Orthogonal Test Results
Due to a number of factors needed for the conversion of rare ginsenosides, there are certain factors used to optimize the extraction process. Through the results of the previous single factor test, the final selection was based on the reaction temperature (°C), reaction time (h), amino acid concentration (%), and liquid-solid ratio (mL/g) as the investigation factors, and each factor was set at three levels. The L9 (34) orthogonal test design table was carried out for nine tests. The orthogonal design and measurement results are shown in Tables 2, 3. Variance analysis results showed that the concentration of Asp and the reaction temperature had significant effects on the conversion rates of the rare ginsenosides Rk1 and Rg5 (P < 0.05) and the liquid-solid ratio and reaction time had no significant effect on the conversion rates. Range analysis was used to show that the effect of the four factors on Rk1 and Rg5. The results were Asp concentration>reaction temperature>solid-liquid ratio>time, and the F value result was consistent with the variance analysis.
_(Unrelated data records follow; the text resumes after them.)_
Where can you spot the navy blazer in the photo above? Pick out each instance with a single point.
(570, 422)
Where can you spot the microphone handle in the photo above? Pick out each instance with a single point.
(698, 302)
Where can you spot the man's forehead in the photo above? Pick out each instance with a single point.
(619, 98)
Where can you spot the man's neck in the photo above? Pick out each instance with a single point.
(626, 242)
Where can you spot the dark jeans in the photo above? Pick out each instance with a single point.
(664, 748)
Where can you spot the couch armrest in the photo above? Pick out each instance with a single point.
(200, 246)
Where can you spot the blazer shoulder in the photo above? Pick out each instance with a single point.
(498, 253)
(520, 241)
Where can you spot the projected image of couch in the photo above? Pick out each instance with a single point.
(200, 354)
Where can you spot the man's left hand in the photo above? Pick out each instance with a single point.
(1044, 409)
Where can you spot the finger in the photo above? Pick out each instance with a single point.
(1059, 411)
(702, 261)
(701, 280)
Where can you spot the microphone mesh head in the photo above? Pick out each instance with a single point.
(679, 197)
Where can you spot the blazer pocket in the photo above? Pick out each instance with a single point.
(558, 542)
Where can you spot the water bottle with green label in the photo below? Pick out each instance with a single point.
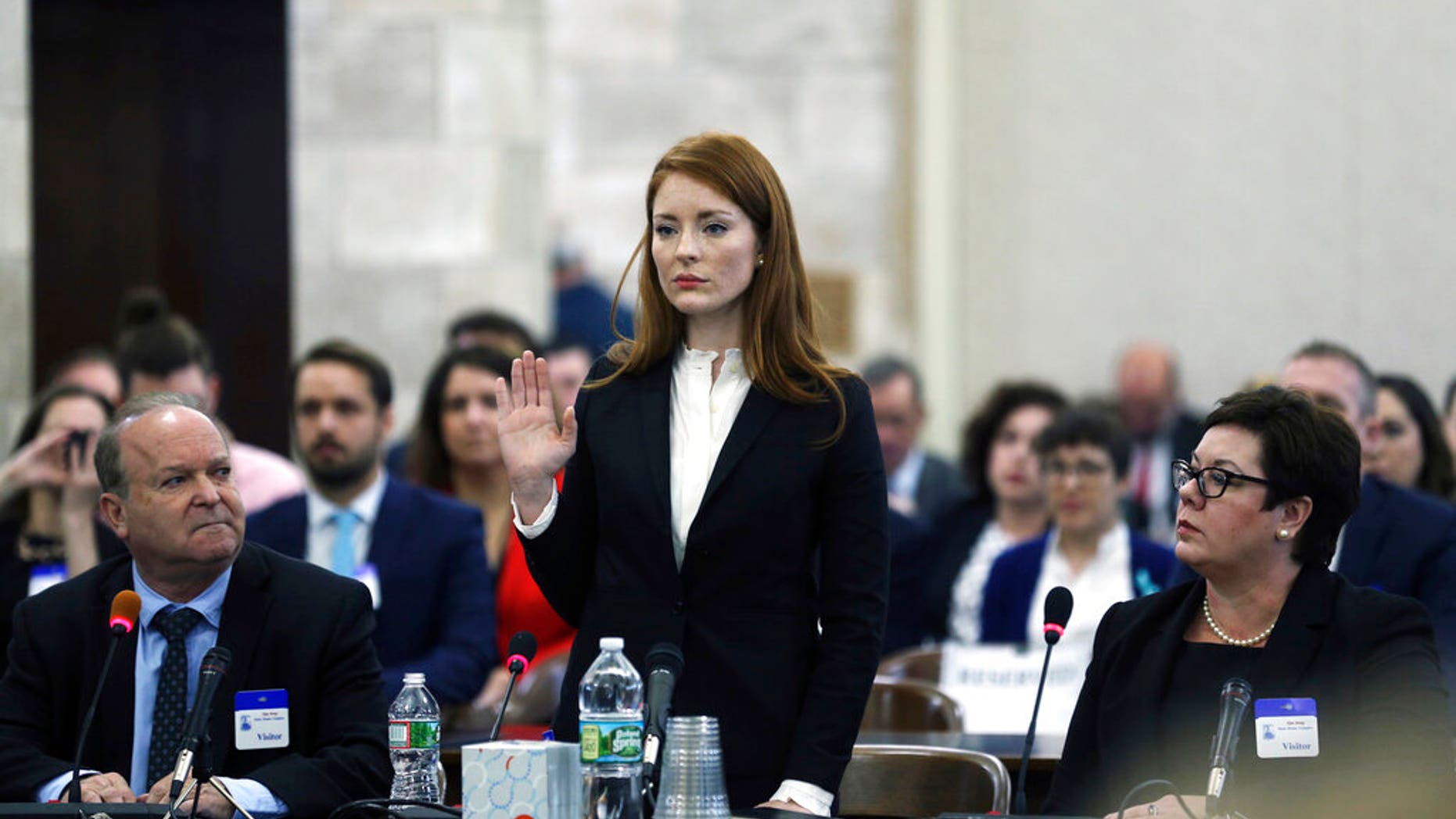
(611, 735)
(414, 742)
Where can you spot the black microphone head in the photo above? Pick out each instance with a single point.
(1057, 611)
(216, 660)
(522, 643)
(665, 656)
(1238, 690)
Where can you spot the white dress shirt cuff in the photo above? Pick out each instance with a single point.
(255, 798)
(812, 798)
(52, 790)
(530, 531)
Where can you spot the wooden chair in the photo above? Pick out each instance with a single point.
(913, 663)
(910, 704)
(913, 780)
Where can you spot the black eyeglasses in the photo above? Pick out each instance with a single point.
(1212, 481)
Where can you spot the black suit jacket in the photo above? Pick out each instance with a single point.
(1363, 655)
(287, 624)
(437, 611)
(790, 535)
(1404, 543)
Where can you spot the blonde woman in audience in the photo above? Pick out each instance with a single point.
(724, 486)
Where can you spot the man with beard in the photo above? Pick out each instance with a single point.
(421, 553)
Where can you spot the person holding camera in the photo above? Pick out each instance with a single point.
(48, 495)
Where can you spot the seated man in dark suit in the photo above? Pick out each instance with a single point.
(920, 483)
(168, 492)
(1398, 540)
(421, 553)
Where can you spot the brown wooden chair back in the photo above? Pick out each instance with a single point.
(912, 780)
(910, 704)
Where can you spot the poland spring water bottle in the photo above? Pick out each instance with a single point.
(414, 742)
(611, 735)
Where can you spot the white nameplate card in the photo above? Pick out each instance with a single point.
(1286, 729)
(261, 719)
(996, 685)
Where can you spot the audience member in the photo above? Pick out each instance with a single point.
(1149, 400)
(1398, 540)
(584, 310)
(48, 524)
(493, 329)
(420, 553)
(454, 450)
(1089, 549)
(920, 483)
(1261, 505)
(1413, 450)
(168, 493)
(1010, 505)
(91, 367)
(158, 351)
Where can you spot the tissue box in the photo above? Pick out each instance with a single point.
(518, 778)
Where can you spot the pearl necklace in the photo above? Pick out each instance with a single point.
(1224, 636)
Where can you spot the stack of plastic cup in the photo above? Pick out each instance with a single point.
(692, 771)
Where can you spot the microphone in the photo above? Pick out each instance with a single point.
(1056, 611)
(214, 665)
(522, 651)
(126, 609)
(665, 663)
(1234, 703)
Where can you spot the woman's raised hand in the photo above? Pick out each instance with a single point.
(532, 445)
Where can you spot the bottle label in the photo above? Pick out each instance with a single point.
(611, 741)
(414, 734)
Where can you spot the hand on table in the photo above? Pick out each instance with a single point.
(104, 787)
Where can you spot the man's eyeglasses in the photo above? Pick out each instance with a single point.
(1212, 481)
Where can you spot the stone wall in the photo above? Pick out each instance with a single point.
(15, 217)
(417, 147)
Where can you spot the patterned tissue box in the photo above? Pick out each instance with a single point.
(520, 778)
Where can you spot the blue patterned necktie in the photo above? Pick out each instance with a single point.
(170, 707)
(344, 524)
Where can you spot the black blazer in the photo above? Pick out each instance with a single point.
(289, 626)
(790, 537)
(437, 611)
(1363, 655)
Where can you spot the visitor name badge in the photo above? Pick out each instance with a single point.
(1286, 729)
(261, 719)
(369, 575)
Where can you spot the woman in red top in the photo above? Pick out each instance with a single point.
(454, 450)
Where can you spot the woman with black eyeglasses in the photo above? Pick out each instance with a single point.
(1349, 712)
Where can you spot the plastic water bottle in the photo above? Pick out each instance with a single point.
(414, 742)
(611, 735)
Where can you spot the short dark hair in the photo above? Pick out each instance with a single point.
(1305, 450)
(1084, 425)
(429, 463)
(1436, 474)
(491, 322)
(108, 444)
(20, 505)
(981, 428)
(341, 351)
(1321, 348)
(881, 370)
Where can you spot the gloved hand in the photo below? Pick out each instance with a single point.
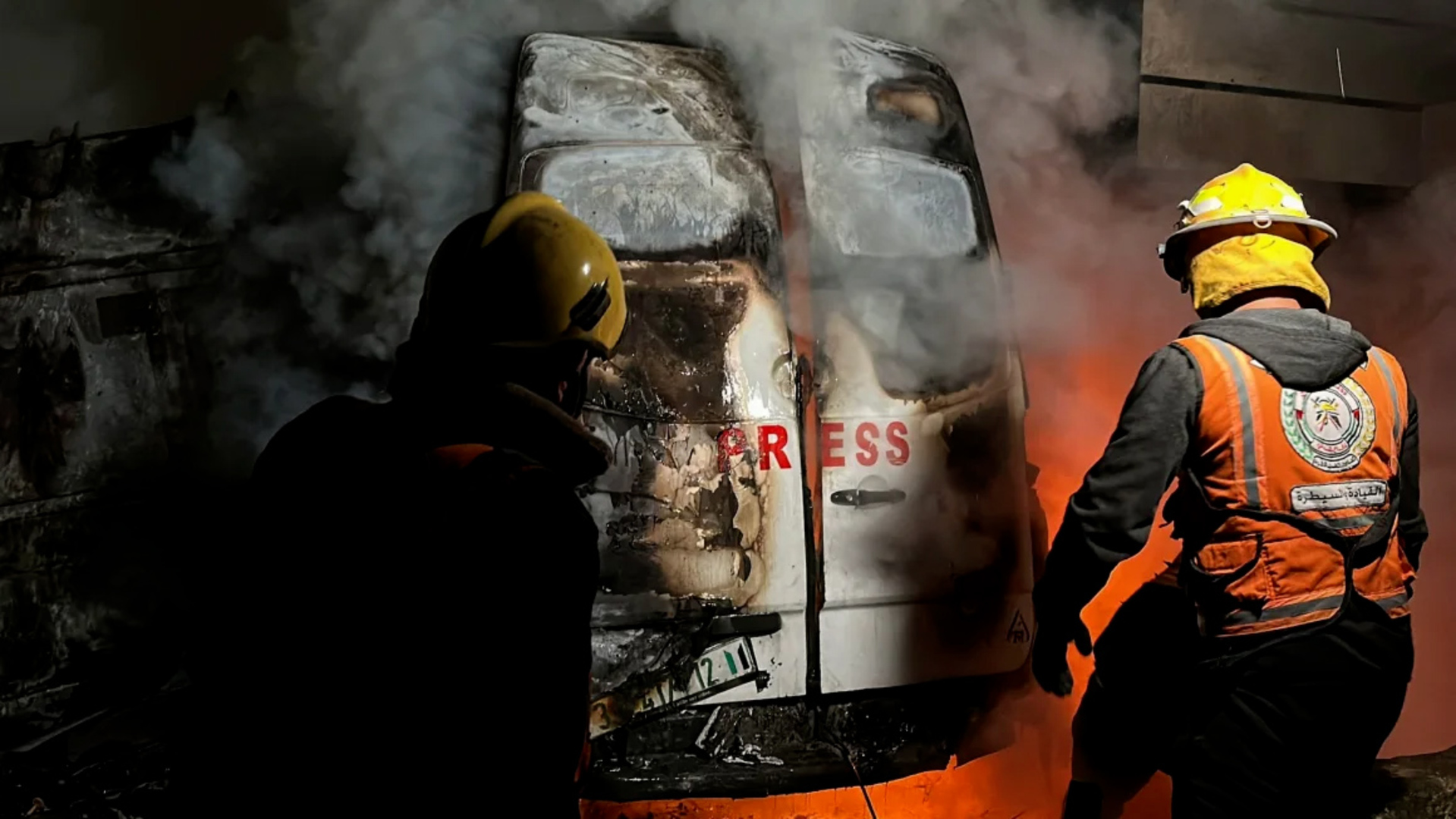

The optimal transformation conditions for amino acid hydrolysis of American ginseng to transform to the rare ginsenosides Rk1 and Rg5, are as follows: 5% Asp, 110°C reaction temperature, 30 mL/g solid-liquid ratio, and 2.5 h reaction time. The optimal conversion process was verified and the total content of Rk1 and Rg5 was 10.25 ± 0.32 mg/g. The UPLC comparison chart of American ginseng before and after the reaction is shown in Figure 3.
Figure 3. UPLC diagram before and after the reaction of American ginseng. (A) before reaction, (B) after reaction (n = 3).
Confirmation of Transformation Pathway
Referring to the experimental results of Liu Z (16, 24), we selected eight pure ginsenosides to confirm the transformation pathway of the rare ginsenosides Rk1 and Rg5. The UPLC comparison before and after the conversion of pure ginsenosides is shown in Figure 4. The PPD types, Rc, Rd, Rb1, and Rb2 were completely converted into the rare ginsenosides 20(S)-Rg3, 20(R)-Rg3, Rk1, and Rg5 under the optimal conditions of this experiment. Under these conditions, ginsenosides 20(S)-Rg3 and 20(R)-Rg3 were partially converted to Rk1 and Rg5; the PPT types Rg1 and Re did not generate Rk1 and Rg5. This is consistent with the possible reaction pathway of ginsenosides as explained in the ginseng pyrolysis study (20). The reaction pathway is shown in Figure 4. The PPD types cleave at the C-20 position to form the intermediate products 20(S)-Rg3 and 20(R)-Rg3, and further dehydration and hydrolysis occur to transform them to Rk1 and Rg5. In this paper, the addition of Asp increased the yield of rare ginsenosides. This may be due to the fact Asp is an acidic amino acid and H+ promotes the hydrolysis reaction (25). Moreover, the content of PPD types is high in American ginseng, which provides the necessary conditions for the conversion of rare ginsenosides.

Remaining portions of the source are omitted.